Que nous apprend l’Art Déco ?

Dernière mise à jour : 8 nov. 2022

Les arts décoratifs français des années 1930 et 1960 sont mis à l’honneur par le Mobilier national qui présente 200 œuvres – meubles et luminaires fabriqués pour les décors de la République - aux Gobelins à Paris. L’occasion de se pencher et de s’interroger sur les richesses et les enseignements d’un moment majeur de l’histoire du gout. Un style 'so chic' au sein duquel la mode trouve 1000 influences...

Table de Gilbert Poillerat dans un salon de l’Élysée, vers 1957.

© Mobilier national, DR


Évidemment, la période dont s’empare le Mobilier National pour sortir de l’ombre ces 200 œuvres – meubles et luminaires fabriqués en leur temps pour les décors de la République – n’est pas la plus populaire du moment, ni la plus connue. Elle constitue une prolongation du mouvement Art Deco (appellation née dans les années 60 pour désigner le style « 1925 ou « Arts appliqués ») qui a connu son apogée dans les années 20 et 30, et précède le style moderniste dont les designers se réclament à partir des années 70.


De l’apogée de l’art déco, on a surtout retenu une certaine rigueur géométrique qui s’opposait aux circonvolutions de l’Art Nouveau, on a volontiers retenu comme critère ultime la recherche de la ligne, l’épure du design. Ce raccourci ne doit pas nous écarter du principal : les arts décoratifs français, au sortir de la première guerre mondiale et pour les décennies à venir, vont déployer un lexique de formes et une profusion de savoir-faire qui mettent en avant une curiosité universelle bien éloignée de l’exotisme de pacotille en vigueur à la fin du XIXème siècle. Le sait on vraiment ? L’art déco s’est avant tout inspiré des formes et des ornementations qui se détachaient sur les objets et les monuments caractéristiques de l’art perse, égyptien, chinois, arabe ou indien.
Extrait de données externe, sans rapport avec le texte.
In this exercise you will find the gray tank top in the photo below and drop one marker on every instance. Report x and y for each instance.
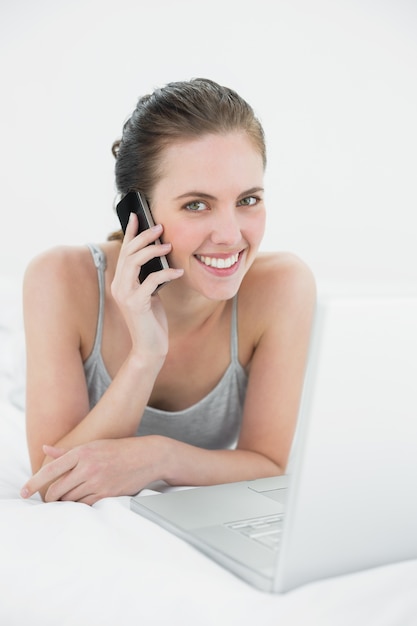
(212, 423)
L’émergence de l’art déco, qui s’exprime chez les décorateurs, architectes, joailliers et couturiers, graphistes (le mot apparaît pour la première fois dans les années 20) doit beaucoup à la démarche initiée par un aréopage d’amateurs éclairés, d’esthètes érudits. Un microcosme où raisonnent les idées et les connaissances. Leur curiosité bien entendu a été aiguisée par les expositions universelles au sein desquelles les productions de l’Orient apparaissent aux yeux des Occidentaux comme une source de renouvellements qui échappent aux tentations de l’imitation pure. Paris, dans ce contexte devient par exemple l’épicentre du commerce des arts de l’islam en 1910. L’exposition des « arts musulmans » de 1903 au Palais de l’Industrie se construit avec une véritable rigueur scientifique, loin des envolées orientalisantes qui prévalaient jusqu’alors : les allemands, convaincus de l’importance de cette discipline, décide même l’ouverture d’un département dédié au sein des musées de Berlin. Tout un lexique de formes géographiques, de répétitions de motifs, de décors abstraits, d’ornementations complexes vont alors silencieusement intégrer une esthétique qui ouvrira la voie vers la modernité. Cette tendance de fond sera accompagnée par des designers qui dessineront une silhouette propice aux mouvements et apte à s’ouvrir aux couleurs du monde.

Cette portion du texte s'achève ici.